Reflexiones semanales
1 de noviembre 2020

Todos los Santos

domingo del Tiempo Ordinario

¡Bendigamos al Señor por los mejores hijos de la Iglesia! Son los santos, los que en la liturgia celebramos con solemnidad, los que forman la Jerusalén celeste, los que han sido fieles al amor de Dios, a la coherencia de vida con el Evangelio. Gracias al Bautismo, también nosotros estamos llamados al reto de la santidad, porque a cada uno de nosotros el Señor nos eligió «para que fuésemos santos e irreprochables ante él por el amor» (Ef 1,4). Pensemos lo que nos dice el Papa Francisco al comienzo de su Exhortación Apostólica Gaudete et Exsultate: «Él nos quiere santos y no espera que nos conformemos con una existencia mediocre, aguada, licuada. En realidad, desde las primeras páginas de la Biblia está presente, de diversas maneras, el llamado a la santidad. Así se lo proponía el Señor a Abraham: “Camina en mi presencia y sé perfecto” (Gn 17,1)». Sería muy bueno que aprovecháramos estos días para leer este documento del Papa, porque nos abre pistas para vivir como nos pide Jesús en el Evangelio: con una total naturalidad, como Dios ha pensado en cada uno de nosotros, que nos quiere santos, para no detenernos en el camino y seguir hasta la meta.

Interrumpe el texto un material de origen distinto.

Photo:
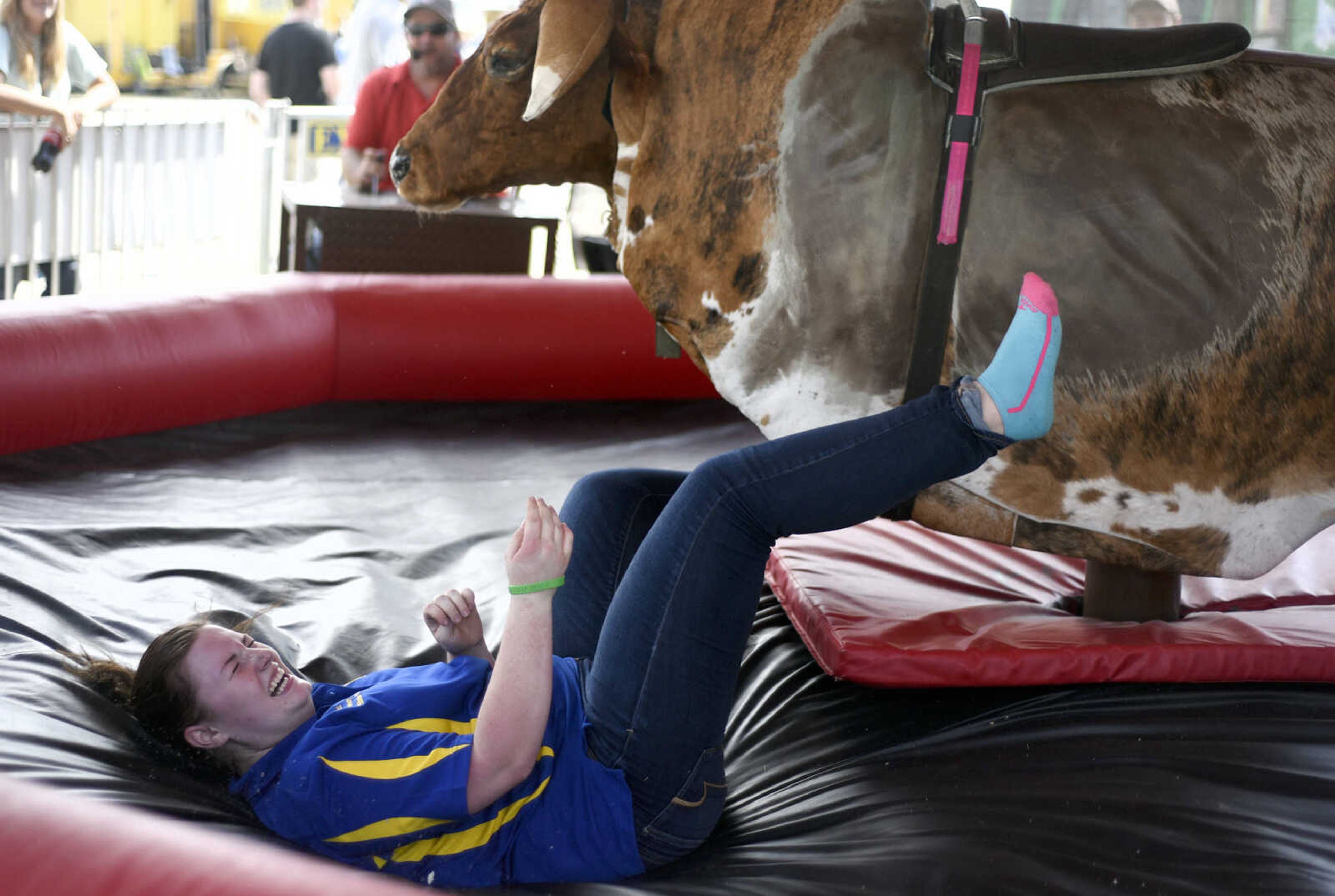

Precisamente, en estos días muchos van al cementerio a visitar a sus difuntos, porque el amor no se deshace, ni se extingue, el amor te mantiene unido a las personas amadas. ¿Cuántos de nosotros vamos a dar gracias a Dios por los mejores hijos de la Iglesia? Pues, recordad, que «los santos que ya han llegado a la presencia de Dios mantienen con nosotros lazos de amor y comunión», dice el Papa. Es consolador saber que no estamos solos en esta aventura, porque los santos nos ayudan, y nos conducen al Señor, que «no tengo que llevar yo solo lo que, en realidad, nunca podría soportar yo solo. La muchedumbre de los santos de Dios me protege, me sostiene y me conduce», afirma el Papa Benedicto XVI. Hablando de los santos, san Bernardo decía: «No seamos perezosos en imitar a quienes estamos felices de celebrar». Es, por tanto, la ocasión ideal para reflexionar en la «llamada universal de todos los cristianos a la santidad». Dios es el «único santo» y «la fuente de toda santidad».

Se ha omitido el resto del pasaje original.